For Shelley, nature represents a powerfully sublime entity which feels utter indifference for man. Certainly, Shelley describes such beautiful scenes as "earthly rainbows stretched across the sweep / Of the etherial waterfall" (Norton 2, p. 686). At the same time, however, he recognizes nature's merciless potential:

But a flood of ruin
Is there, that from the boundaries of the sky
Rolls its perpetual stream; vast pines are strewing
Its destined path, or in the mangled soil
Branchless and shattered stand: the rocks, drawn down
From yon remotest waste, have overthrown
The limits of the dead and living world,
Never to be reclaimed. (Norton 2, p. 688)

According to Shelley, nature is at once splendorous and deadly, a dynamic force that cannot be tamed by man. While appreciating nature's aesthetic majesty, Shelley warns man not to equate beauty with tranquility. Rather, Shelley advises us to view nature from both sides of the coin, admiring its unapproachable synthesis of power and grace.

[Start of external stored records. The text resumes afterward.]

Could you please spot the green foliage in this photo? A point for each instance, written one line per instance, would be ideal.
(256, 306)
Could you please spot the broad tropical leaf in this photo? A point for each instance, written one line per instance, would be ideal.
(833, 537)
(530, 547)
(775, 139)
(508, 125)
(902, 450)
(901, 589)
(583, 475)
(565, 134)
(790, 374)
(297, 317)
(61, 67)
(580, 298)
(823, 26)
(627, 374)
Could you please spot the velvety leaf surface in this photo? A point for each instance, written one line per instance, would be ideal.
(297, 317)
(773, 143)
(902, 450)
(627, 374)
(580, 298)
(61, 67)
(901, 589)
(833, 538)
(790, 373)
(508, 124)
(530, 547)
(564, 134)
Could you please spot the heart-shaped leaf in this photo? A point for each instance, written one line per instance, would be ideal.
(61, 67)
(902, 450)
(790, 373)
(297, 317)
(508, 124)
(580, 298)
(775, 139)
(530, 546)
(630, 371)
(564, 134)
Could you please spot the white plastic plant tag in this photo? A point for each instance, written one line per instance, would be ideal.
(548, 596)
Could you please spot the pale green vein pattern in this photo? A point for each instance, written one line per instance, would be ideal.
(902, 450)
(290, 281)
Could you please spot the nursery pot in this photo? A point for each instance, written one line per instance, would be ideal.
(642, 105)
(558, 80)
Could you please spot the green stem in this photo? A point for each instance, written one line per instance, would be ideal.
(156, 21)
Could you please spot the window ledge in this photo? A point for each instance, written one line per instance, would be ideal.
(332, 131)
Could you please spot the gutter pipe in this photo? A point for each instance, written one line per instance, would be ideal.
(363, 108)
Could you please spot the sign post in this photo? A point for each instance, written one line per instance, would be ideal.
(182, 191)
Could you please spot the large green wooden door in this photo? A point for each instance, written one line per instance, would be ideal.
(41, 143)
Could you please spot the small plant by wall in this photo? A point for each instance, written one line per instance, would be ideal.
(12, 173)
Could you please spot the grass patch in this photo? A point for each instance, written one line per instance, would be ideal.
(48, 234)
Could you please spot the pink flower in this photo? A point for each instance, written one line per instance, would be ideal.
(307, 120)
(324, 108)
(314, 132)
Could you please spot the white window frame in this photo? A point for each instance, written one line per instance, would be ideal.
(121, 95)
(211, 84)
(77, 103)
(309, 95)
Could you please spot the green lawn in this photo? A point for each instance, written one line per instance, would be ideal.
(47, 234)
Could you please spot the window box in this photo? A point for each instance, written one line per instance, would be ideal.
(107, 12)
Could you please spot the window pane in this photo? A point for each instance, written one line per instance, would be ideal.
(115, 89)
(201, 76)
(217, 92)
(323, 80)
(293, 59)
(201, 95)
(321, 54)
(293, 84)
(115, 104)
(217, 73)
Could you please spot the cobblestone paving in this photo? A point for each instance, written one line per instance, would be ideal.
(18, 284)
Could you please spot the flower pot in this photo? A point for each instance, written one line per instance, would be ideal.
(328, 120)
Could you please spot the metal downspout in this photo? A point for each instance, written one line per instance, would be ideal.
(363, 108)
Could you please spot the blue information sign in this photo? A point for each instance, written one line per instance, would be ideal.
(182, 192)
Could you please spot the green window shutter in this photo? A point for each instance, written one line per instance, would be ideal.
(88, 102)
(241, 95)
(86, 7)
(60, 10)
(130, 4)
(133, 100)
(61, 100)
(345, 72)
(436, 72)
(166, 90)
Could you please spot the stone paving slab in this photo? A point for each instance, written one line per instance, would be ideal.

For Wordsworth, on the other hand, nature plays a more comforting role. Like Shelley, Wordsworth sees nature as an eternal and sublime entity, but rather than threatening the poet, these qualities give Wordsworth comfort. As Wordsworth writes:

I have felt
A presence that disturbs me with the joy
Of elevated thoughts; a sense sublime
Of something far more deeply interfused,
Whose dwelling is the light of setting suns,
And the round ocean and the living air,
And the blue sky, and in the mind of man. (Norton 2, p. 154)

Rather than placing man and nature in opposition, Wordsworth views them as complementary elements of a whole, recognising man as a part of nature. Hence, Wordsworth looks at the world and sees not an alien force against which he must struggle, but rather a comforting entity of which he is a part.

Shelley was an atheist, a fact which certainly contributed to his vision of nature as a powerfully indifferent entity. Having no benevolent God to give reason and order to the world, Shelley lived in an immensely intimidating universe of powerful and fractious components. Nature could be beautiful for Shelley, but that does not imply that it was caring. Shelley seems to echo Pascal, who said, while gazing at the stars, "The silence of these infinite spaces terrifies me." Wordsworth, on the other hand, was a relatively solid and conservative member of the Church of England. Thus, with the faith of religion to back him up, Wordsworth was able to look at nature and see the benevelonce of God behind it. For Wordsworth, the world could be a place of sorrow, but it was not cruel. Though suffering surely occurred, Wordsworth comforted himself with the belief that all things happened by the hand of God, manifesting Himself in the ultimately just and divine order of nature.